Hi, Leif. It's not hard to get to the throughput limits of a single log device, ...

leif · on Nov 26, 2013

I'm not talking about the speed of the array, rather a battery backed controller. With one of those, as long as you're under the sequential write bandwidth of the underlying array, it pretty much doesn't matter how much you fsync the log, so that bottleneck (commit frequency) goes away.

If you're planning to write data faster than disk bandwidth, then you have no hope of being durable and we're talking about problems too different to be worth comparing, and in that case I retract my comment.

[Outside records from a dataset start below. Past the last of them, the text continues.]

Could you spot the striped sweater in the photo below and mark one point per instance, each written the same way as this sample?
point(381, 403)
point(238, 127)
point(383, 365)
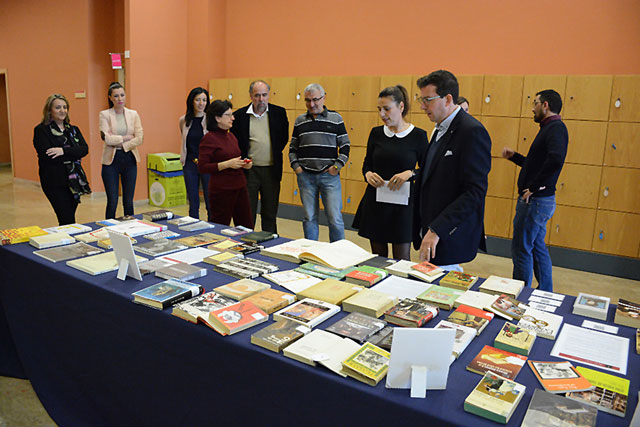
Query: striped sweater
point(319, 143)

I don't understand what distinction you're trying to make between the "array itself" and the "log file has a limit to how many blocks can be appended". Can you clarify what limit you're talking about?

mtravis · on Nov 26, 2013

Well, array=battery backed controller with a bunch of disks hanging off of it. Actually, there is latency associated with every sync. What I've seen on HDS arrays with Linux boxes and 4GB fibre channell adapters is about 200us per 4KB block write. That is very very good for disk. It's also slower than memory access by many orders of magnitude. This was about 3 years ago. Things are bound to be faster by now, but still not as fast as RAM.

I don't think it's unreasonable to want to write faster than an I/O subsystem can handle. Maybe it's not for every workload, but that doesn't mean it's for no workload.

The distinction I wasn't being clear about was that the storage array (the thing with the RAID controller, cache and disks hanging off of it) is not being saturated if a single transaction log file is being continuously appended to. But that headroom in the array does not translate to more throughput for the transaction log. I don't know if it's an important distinction.

VladRussian2 · on Nov 26, 2013

>The log writes don't saturate the array itself--but the log file has a limit to how many blocks can be appended--even on fast arrays

yes, the issue usually isn't the transaction log append speed. Instead, it happens too frequently that the log is configured to be too small. A log file switch causes a flush of accumulated modified datablocks of tables and indexes [buffer cache flush in Oracle parlance] from RAM to disk. With small log file size, the flush happens too frequently for too small amounts of modified data - this is where GP mentioned random IO bites in the neck.

leif · on Nov 26, 2013

I think you're talking about an insert buffer, not a transaction log, and in that case, no matter how big your insert buffer is, it will eventually saturate and you'll end up hitting the performance cliff of the B-tree. You really need better data structures (like fractal trees or LSM trees) to get past it.

VladRussian2 · on Nov 26, 2013

no, i'm talking about transaction log ("redo log" in Oracle parlance). Switching log files causes checkpoint (ie. flush - it is when the index datablocks changed by the inserts you mention will finally hit the disk )

http://asktom.oracle.com/pls/asktom/f?p=100:11:0::::P11_QUES...

MS and DB2 have similar behavior.

leif · on Nov 26, 2013

Oh ok, now I see what you're saying, it's still similar to an insert buffer in that case. B-tree behavior is still to blame for this, and if you make your log file bigger it lets you soak up more writes before you need to checkpoint but you'll either have even longer checkpoints eventually, or you'll run out of memory before you have to checkpoint.

We also checkpoint before trimming the log, but our checkpoints are a lot smaller because of write optimization.

VladRussian2 · on Nov 26, 2013

>even longer checkpoints

yes, that is the point as big flush instead of many small ones would take either the same or, usually, less time than cumulative time of small flushes because of IO ordering and probability of some writes hitting the same data block.